# MOSAIC Best Practices

MOSAIC mode allows ForMoSA to fit **multiple datasets simultaneously**, each
with its own likelihood, while sharing a common set of physical parameters.
This page explains how MOSAIC works, when to use it, and how to avoid common
pitfalls.

## What MOSAIC does

In standard mode, ForMoSA evaluates a single log-likelihood against one
observation. In MOSAIC mode, it evaluates one log-likelihood per observation
and combines them into a **meta-likelihood**:

```{math}
\ln \mathcal{L}_\text{total} = \sum_{i=0}^{N-1} \ln \mathcal{L}_i
```

Each observation can have its own wavelength range (`wav_fit_i`), likelihood
type (`logL_type_i`), and intercalibration factor (`alpha_i`).

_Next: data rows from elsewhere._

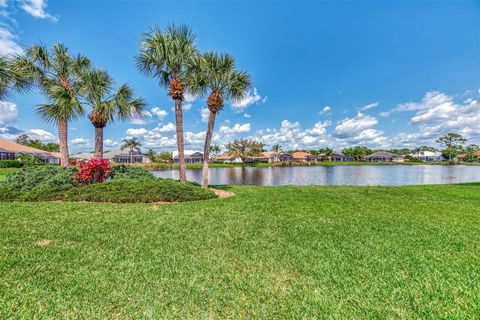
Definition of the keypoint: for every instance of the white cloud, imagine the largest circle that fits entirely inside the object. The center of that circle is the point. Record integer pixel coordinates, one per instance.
(369, 106)
(132, 132)
(36, 8)
(205, 114)
(237, 128)
(141, 118)
(8, 112)
(352, 127)
(80, 142)
(325, 110)
(189, 98)
(161, 114)
(8, 42)
(250, 97)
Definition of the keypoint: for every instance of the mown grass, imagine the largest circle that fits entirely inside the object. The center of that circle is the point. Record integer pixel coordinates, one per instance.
(269, 252)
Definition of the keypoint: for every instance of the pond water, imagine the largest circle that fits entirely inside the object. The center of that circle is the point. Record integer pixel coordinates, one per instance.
(387, 175)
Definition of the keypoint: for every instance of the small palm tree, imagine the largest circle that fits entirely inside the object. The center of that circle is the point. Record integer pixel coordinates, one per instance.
(164, 54)
(57, 74)
(132, 145)
(216, 75)
(107, 104)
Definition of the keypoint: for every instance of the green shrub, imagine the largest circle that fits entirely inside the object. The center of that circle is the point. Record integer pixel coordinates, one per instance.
(130, 172)
(10, 164)
(29, 178)
(137, 191)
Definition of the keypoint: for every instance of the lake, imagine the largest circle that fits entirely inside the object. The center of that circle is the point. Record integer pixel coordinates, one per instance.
(363, 175)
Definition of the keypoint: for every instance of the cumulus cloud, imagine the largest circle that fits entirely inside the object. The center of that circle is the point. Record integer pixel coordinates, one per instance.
(351, 127)
(325, 110)
(37, 9)
(204, 114)
(161, 114)
(8, 42)
(369, 106)
(8, 112)
(250, 97)
(236, 129)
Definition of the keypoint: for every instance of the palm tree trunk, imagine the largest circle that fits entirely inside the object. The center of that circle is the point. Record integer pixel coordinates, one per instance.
(99, 142)
(206, 149)
(63, 142)
(180, 143)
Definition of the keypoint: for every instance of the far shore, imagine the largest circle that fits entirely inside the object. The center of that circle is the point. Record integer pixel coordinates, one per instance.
(155, 166)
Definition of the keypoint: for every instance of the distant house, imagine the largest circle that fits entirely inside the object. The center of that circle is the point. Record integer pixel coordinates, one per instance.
(383, 156)
(427, 156)
(301, 156)
(9, 150)
(190, 156)
(273, 156)
(340, 157)
(124, 156)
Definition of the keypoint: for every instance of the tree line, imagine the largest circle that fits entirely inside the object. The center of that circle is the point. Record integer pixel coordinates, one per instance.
(73, 87)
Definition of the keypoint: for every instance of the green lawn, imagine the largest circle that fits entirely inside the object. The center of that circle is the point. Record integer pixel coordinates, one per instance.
(268, 252)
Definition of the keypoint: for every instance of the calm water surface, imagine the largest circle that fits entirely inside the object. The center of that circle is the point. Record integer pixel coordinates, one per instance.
(388, 175)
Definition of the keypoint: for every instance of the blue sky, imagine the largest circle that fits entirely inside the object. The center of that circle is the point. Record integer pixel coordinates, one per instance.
(381, 74)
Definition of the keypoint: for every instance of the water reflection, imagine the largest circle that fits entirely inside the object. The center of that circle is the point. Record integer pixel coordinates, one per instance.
(336, 175)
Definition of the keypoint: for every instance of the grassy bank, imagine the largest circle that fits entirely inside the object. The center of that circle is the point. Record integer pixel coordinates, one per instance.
(268, 252)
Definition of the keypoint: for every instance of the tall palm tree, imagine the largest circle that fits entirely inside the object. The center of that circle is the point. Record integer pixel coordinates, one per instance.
(132, 145)
(106, 103)
(216, 75)
(164, 54)
(57, 74)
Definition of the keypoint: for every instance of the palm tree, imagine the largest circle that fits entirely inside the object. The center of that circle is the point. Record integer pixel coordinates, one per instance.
(132, 145)
(164, 55)
(106, 104)
(57, 74)
(276, 147)
(215, 74)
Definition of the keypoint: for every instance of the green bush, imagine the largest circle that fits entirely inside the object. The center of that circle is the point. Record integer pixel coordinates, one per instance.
(137, 191)
(130, 172)
(30, 178)
(10, 164)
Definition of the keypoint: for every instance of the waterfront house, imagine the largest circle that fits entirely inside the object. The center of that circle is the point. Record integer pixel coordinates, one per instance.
(9, 150)
(301, 156)
(427, 156)
(191, 156)
(124, 156)
(273, 156)
(340, 157)
(383, 156)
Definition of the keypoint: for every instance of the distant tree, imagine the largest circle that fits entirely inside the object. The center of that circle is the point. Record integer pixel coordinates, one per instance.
(215, 149)
(132, 145)
(244, 148)
(358, 152)
(452, 142)
(472, 152)
(276, 147)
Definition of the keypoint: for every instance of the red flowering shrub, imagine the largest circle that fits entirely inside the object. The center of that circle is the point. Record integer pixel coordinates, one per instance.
(94, 170)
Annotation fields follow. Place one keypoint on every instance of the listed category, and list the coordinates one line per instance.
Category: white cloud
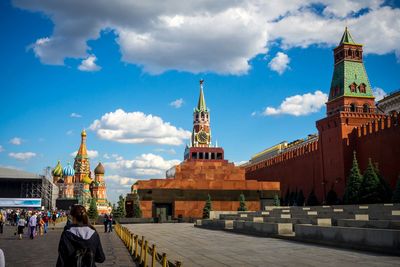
(91, 154)
(89, 64)
(137, 127)
(75, 115)
(143, 165)
(209, 36)
(177, 103)
(379, 93)
(22, 155)
(299, 105)
(280, 63)
(16, 141)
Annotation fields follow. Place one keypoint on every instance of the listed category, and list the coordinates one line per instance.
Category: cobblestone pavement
(43, 250)
(202, 247)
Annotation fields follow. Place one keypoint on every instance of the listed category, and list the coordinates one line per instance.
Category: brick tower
(350, 104)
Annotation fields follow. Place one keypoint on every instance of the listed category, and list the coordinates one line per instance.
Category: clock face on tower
(202, 137)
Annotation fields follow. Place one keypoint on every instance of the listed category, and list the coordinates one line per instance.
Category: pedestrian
(105, 222)
(21, 226)
(110, 221)
(79, 242)
(32, 225)
(2, 220)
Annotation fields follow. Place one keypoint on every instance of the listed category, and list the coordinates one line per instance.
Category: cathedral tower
(81, 164)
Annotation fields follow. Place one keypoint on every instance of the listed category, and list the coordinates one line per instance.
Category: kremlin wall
(319, 163)
(353, 123)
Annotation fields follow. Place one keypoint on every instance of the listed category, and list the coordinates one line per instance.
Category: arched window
(365, 108)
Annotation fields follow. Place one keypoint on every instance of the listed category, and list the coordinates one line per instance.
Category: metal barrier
(142, 251)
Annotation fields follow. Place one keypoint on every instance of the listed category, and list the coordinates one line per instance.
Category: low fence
(142, 251)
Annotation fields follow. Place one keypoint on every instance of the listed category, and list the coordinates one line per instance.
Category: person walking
(21, 226)
(32, 225)
(79, 242)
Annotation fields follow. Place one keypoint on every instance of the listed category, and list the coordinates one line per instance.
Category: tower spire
(82, 152)
(201, 105)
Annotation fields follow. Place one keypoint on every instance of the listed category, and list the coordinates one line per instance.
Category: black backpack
(84, 258)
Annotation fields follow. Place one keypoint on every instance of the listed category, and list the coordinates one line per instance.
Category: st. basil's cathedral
(76, 184)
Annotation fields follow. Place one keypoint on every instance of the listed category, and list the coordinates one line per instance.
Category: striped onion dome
(57, 171)
(68, 170)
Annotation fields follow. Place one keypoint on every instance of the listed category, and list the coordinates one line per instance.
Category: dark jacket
(75, 238)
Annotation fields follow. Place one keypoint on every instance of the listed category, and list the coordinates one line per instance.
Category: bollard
(141, 250)
(164, 260)
(145, 254)
(153, 256)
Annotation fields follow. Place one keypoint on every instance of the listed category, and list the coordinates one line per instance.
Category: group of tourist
(36, 222)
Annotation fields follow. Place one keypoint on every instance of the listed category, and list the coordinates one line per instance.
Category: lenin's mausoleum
(319, 163)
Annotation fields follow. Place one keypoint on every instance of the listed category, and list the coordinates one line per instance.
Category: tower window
(361, 88)
(365, 108)
(353, 87)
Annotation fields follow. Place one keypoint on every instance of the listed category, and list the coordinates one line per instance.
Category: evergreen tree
(396, 192)
(137, 212)
(312, 199)
(207, 208)
(242, 203)
(300, 198)
(385, 191)
(331, 197)
(286, 202)
(92, 212)
(354, 180)
(277, 202)
(370, 186)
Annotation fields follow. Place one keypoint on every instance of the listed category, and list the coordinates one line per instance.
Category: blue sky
(132, 61)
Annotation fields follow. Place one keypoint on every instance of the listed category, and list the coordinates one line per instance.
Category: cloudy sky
(128, 72)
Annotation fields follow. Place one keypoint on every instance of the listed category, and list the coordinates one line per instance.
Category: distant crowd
(35, 222)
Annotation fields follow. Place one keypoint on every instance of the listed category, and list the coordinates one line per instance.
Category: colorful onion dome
(68, 170)
(87, 180)
(99, 169)
(57, 171)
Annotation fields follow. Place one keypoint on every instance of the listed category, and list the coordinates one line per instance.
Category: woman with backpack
(79, 243)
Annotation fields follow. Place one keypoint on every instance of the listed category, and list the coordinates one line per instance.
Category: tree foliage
(207, 208)
(370, 186)
(92, 212)
(242, 203)
(396, 192)
(354, 180)
(312, 199)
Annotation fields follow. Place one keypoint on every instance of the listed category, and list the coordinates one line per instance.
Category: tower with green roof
(350, 90)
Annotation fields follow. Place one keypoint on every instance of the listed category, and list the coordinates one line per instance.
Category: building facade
(76, 184)
(352, 123)
(203, 172)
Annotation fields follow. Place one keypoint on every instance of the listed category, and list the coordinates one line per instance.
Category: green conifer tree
(354, 180)
(385, 191)
(207, 208)
(312, 199)
(300, 198)
(370, 186)
(242, 203)
(396, 192)
(92, 212)
(277, 201)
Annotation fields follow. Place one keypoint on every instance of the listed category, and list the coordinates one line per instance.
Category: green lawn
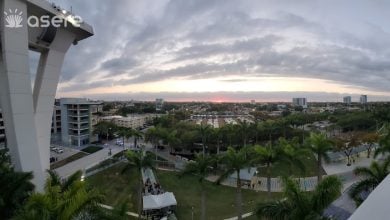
(67, 160)
(284, 169)
(221, 199)
(91, 149)
(153, 155)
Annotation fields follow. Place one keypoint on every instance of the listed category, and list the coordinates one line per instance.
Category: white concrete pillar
(45, 87)
(16, 96)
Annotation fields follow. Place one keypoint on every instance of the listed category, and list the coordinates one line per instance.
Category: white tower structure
(27, 111)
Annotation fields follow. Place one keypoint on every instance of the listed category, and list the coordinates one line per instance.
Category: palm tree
(218, 134)
(269, 155)
(136, 135)
(319, 144)
(172, 139)
(153, 136)
(15, 187)
(201, 167)
(204, 132)
(125, 133)
(298, 205)
(67, 200)
(228, 131)
(370, 139)
(234, 161)
(384, 140)
(244, 129)
(139, 160)
(371, 177)
(104, 128)
(292, 154)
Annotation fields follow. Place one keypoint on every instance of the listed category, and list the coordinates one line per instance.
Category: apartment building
(76, 121)
(299, 102)
(347, 100)
(2, 130)
(132, 121)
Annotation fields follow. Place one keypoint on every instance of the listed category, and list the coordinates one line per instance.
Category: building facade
(2, 131)
(159, 104)
(347, 100)
(76, 121)
(363, 99)
(299, 102)
(132, 121)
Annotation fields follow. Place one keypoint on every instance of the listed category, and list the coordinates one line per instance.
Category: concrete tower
(27, 111)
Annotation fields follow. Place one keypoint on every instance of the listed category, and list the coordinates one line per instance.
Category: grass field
(284, 169)
(91, 149)
(68, 160)
(221, 199)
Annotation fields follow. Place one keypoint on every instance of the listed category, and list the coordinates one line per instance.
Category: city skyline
(185, 50)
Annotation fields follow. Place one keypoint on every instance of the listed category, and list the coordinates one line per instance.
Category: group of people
(154, 189)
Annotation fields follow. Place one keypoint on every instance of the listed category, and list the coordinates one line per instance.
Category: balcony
(77, 128)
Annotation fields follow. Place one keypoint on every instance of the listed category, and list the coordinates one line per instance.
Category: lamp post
(108, 130)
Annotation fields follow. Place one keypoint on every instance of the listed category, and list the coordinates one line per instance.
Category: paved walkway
(87, 161)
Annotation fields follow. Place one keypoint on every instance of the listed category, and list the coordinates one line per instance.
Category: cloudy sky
(225, 50)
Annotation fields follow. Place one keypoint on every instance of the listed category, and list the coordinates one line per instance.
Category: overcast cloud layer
(135, 42)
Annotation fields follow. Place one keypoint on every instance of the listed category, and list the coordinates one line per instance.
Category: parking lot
(67, 152)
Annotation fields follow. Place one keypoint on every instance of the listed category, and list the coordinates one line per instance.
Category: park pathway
(87, 161)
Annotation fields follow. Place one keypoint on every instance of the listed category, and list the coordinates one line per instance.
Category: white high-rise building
(363, 99)
(76, 121)
(347, 100)
(159, 104)
(27, 111)
(299, 102)
(2, 131)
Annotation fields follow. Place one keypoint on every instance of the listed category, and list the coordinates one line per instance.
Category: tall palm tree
(153, 136)
(293, 154)
(136, 135)
(218, 134)
(370, 139)
(269, 155)
(62, 201)
(139, 160)
(244, 129)
(15, 187)
(234, 161)
(204, 132)
(125, 133)
(319, 144)
(171, 138)
(298, 205)
(201, 167)
(228, 131)
(103, 129)
(371, 177)
(384, 140)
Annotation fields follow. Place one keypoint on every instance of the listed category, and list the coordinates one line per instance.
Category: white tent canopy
(160, 201)
(245, 173)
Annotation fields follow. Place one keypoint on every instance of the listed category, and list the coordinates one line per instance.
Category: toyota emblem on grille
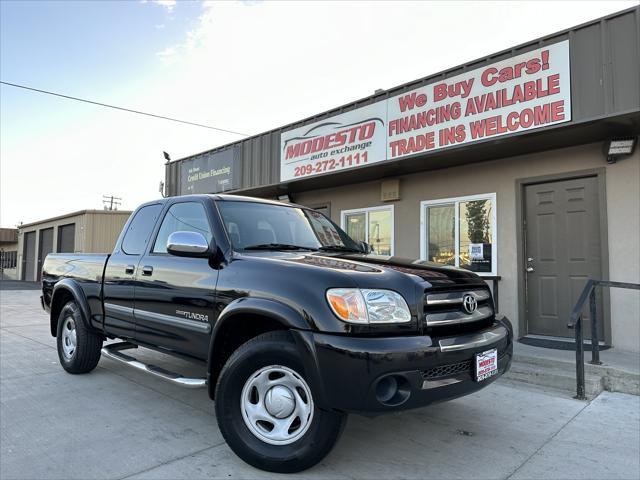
(469, 303)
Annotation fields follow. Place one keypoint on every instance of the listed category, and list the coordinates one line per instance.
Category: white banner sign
(525, 92)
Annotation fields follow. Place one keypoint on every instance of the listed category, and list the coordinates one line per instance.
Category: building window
(8, 259)
(460, 232)
(372, 225)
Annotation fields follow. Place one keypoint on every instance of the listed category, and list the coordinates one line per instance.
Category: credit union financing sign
(521, 93)
(210, 173)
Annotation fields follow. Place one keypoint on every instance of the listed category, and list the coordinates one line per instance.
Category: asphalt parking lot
(116, 423)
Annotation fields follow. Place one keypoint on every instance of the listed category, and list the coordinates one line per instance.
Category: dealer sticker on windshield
(486, 364)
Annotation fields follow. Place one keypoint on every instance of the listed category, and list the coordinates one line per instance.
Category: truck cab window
(139, 230)
(182, 217)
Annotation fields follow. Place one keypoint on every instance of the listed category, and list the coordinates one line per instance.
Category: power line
(121, 108)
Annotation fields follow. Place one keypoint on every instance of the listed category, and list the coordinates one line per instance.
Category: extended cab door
(119, 277)
(175, 295)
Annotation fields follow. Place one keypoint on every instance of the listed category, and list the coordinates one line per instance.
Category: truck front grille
(447, 370)
(445, 310)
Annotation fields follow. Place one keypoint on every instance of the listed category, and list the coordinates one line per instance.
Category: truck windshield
(255, 226)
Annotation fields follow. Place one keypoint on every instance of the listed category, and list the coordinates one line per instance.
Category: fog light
(386, 389)
(393, 390)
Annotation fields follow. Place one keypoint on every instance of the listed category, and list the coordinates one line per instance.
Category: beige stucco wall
(499, 176)
(10, 273)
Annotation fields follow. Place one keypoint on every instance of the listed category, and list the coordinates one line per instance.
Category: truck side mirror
(188, 244)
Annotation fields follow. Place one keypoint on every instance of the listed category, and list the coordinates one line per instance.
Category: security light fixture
(620, 147)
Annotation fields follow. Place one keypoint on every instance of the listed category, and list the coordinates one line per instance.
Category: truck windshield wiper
(277, 246)
(338, 248)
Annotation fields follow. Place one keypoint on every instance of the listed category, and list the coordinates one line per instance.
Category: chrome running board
(114, 352)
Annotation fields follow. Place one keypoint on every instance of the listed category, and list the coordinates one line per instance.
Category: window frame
(366, 210)
(424, 225)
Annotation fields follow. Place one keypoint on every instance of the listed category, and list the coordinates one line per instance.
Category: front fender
(286, 316)
(278, 311)
(68, 288)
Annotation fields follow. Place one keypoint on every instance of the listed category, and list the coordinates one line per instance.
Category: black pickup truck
(297, 324)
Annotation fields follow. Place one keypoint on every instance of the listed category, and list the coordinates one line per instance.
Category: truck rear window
(139, 230)
(250, 224)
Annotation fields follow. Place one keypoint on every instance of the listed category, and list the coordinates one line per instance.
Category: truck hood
(362, 264)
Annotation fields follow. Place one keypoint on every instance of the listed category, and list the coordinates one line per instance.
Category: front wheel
(265, 408)
(78, 347)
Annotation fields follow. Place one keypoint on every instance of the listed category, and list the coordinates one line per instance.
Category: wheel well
(59, 300)
(236, 331)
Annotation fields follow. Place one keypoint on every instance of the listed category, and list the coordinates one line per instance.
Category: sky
(246, 66)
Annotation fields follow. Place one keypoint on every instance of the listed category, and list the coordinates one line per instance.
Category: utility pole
(110, 202)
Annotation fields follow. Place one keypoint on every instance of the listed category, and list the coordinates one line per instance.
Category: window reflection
(380, 231)
(475, 235)
(442, 235)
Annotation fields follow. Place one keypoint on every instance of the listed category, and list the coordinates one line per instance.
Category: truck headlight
(356, 305)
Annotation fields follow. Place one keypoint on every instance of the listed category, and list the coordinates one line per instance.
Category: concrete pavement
(118, 423)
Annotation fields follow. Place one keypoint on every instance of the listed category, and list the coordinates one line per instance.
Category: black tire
(271, 349)
(86, 354)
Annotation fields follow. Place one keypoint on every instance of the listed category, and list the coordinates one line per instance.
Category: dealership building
(85, 231)
(521, 166)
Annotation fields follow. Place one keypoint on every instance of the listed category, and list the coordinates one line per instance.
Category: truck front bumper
(360, 375)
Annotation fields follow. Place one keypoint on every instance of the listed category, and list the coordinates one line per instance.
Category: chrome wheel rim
(276, 404)
(69, 339)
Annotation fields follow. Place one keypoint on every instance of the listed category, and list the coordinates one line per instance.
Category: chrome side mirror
(188, 244)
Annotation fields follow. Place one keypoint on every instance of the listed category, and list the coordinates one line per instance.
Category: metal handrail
(575, 322)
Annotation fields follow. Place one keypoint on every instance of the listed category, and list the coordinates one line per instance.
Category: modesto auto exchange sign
(521, 93)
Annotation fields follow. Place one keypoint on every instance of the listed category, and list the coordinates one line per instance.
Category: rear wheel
(266, 411)
(78, 347)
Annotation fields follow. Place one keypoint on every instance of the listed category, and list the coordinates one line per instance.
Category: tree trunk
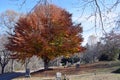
(46, 63)
(2, 71)
(12, 65)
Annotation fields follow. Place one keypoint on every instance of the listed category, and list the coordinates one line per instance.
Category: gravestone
(58, 76)
(77, 66)
(27, 73)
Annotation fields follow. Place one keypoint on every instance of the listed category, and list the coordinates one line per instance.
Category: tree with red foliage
(47, 32)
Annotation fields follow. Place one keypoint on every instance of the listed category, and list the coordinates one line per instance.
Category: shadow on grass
(117, 71)
(10, 76)
(42, 70)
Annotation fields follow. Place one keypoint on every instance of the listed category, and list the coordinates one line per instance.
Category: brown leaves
(47, 32)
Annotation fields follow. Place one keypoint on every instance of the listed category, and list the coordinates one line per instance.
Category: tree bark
(46, 63)
(2, 71)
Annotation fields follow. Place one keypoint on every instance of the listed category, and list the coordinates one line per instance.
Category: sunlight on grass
(108, 76)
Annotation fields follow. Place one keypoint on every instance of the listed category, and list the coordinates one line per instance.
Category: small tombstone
(58, 76)
(77, 66)
(27, 73)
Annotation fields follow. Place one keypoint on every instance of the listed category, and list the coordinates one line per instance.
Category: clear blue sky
(73, 6)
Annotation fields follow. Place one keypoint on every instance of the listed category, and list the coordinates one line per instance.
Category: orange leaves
(47, 32)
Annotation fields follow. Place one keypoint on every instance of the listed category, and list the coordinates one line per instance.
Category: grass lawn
(96, 71)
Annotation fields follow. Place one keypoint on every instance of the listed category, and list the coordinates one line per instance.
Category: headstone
(77, 66)
(27, 73)
(58, 76)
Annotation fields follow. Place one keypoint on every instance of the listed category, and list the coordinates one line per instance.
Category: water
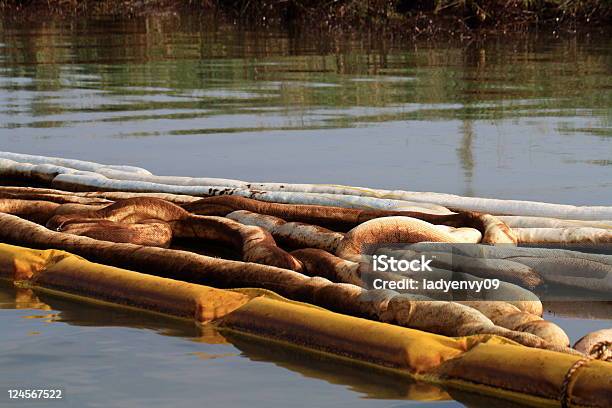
(526, 117)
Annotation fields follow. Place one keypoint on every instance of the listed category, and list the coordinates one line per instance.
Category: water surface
(526, 117)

Physical
parameters like T_eff, log g, and radius are shared across all observations.

## Setting up MOSAIC

Provide one `.fits` file per instrument in `observation_path`:

```python
from ForMoSA.config.global_config import ConfigPath, ConfigInversion, ConfigParameters

config_path = ConfigPath(
    observation_path = [
        "data/sphere_yjh.fits",   # index 0
        "data/gravity_k.fits",    # index 1
        "data/nircam_photo.fits", # index 2
    ],
    adapt_store_path = "adapted_grid/",
    result_path      = "results/",
    model_path       = "atm_grids/ExoREM.nc",
)
```

Use per-instrument suffixes for local parameters:

```python
config_parameters = ConfigParameters(
    par1    = ["uniform", "800",  "2000"],   # Teff — shared
    par2    = ["uniform", "3.0",  "5.5"],    # log g — shared
    r       = ["uniform", "0.5",  "3.0"],    # radius — shared
    d       = ["constant", "27.7"],           # distance — shared
    alpha_0 = ["uniform", "0.5", "2.0"],     # intercal. for SPHERE
    alpha_1 = ["uniform", "0.5", "2.0"],     # intercal. for GRAVITY
    alpha_2 = ["uniform", "0.5", "2.0"],     # intercal. for NIRCam
)
```

Per-instrument `logL_type` and `wav_fit` in `ConfigInversion`:

```python
config_inversion = ConfigInversion(
    ns_algo   = "pymultinest",
    npoints   = 300,
    logL_type = ["chi2", "chi2", "chi2"],
    wav_fit   = ["0.95, 1.65", "2.0, 2.45", "2.0, 5.0"],
)
```

## When to use MOSAIC

- **Heterogeneous datasets** — different instruments with different resolutions
  and calibration histories.
- **Broadband SED coverage** — combining optical photometry, near-IR
  spectroscopy, and mid-IR photometry.
- **Mitigating calibration biases** — per-instrument `alpha` parameters absorb
  systematic flux offsets without corrupting the shared physical posteriors.

```{note}
See [Ravet et al. (2025)](https://ui.adsabs.harvard.edu/abs/2023A%26A...670L...9P)
for a detailed study of how MOSAIC handles biases in heterogeneous datasets for
$\beta$ Pic b.
```

## Common pitfalls

**Too many `alpha` parameters**
: If every observation has a free `alpha`, the likelihood surface can become
  degenerate — especially when observations overlap in wavelength. As a rule
  of thumb, fix `alpha` for your most reliably calibrated dataset and let it
  float for the others.

**Resolution mismatch across datasets**
: The `target_res_mod` in `ConfigAdapt` must be set consistently. If one
  instrument sees the grid at R=4000 and another at R=100, the adapted
  sub-grids will have different wavelength samplings — which is correct —
  but make sure `wav_fit` for each observation only covers wavelengths where
  that instrument actually has data.

**Unequal dataset weights**
: A high-resolution spectrum with 2000 wavelength points will dominate the
  meta-likelihood over a 3-point photometric SED. Consider whether this is
  physically justified, or whether a noise-scaling likelihood
  (`chi2_noisescaling`) is more appropriate for the spectroscopic observation.

**MOSAIC vs independent runs**
: Running ForMoSA separately on each instrument and then comparing the
  posteriors is *not* equivalent to MOSAIC. MOSAIC enforces a shared physical
  model during sampling; independent runs cannot enforce that constraint.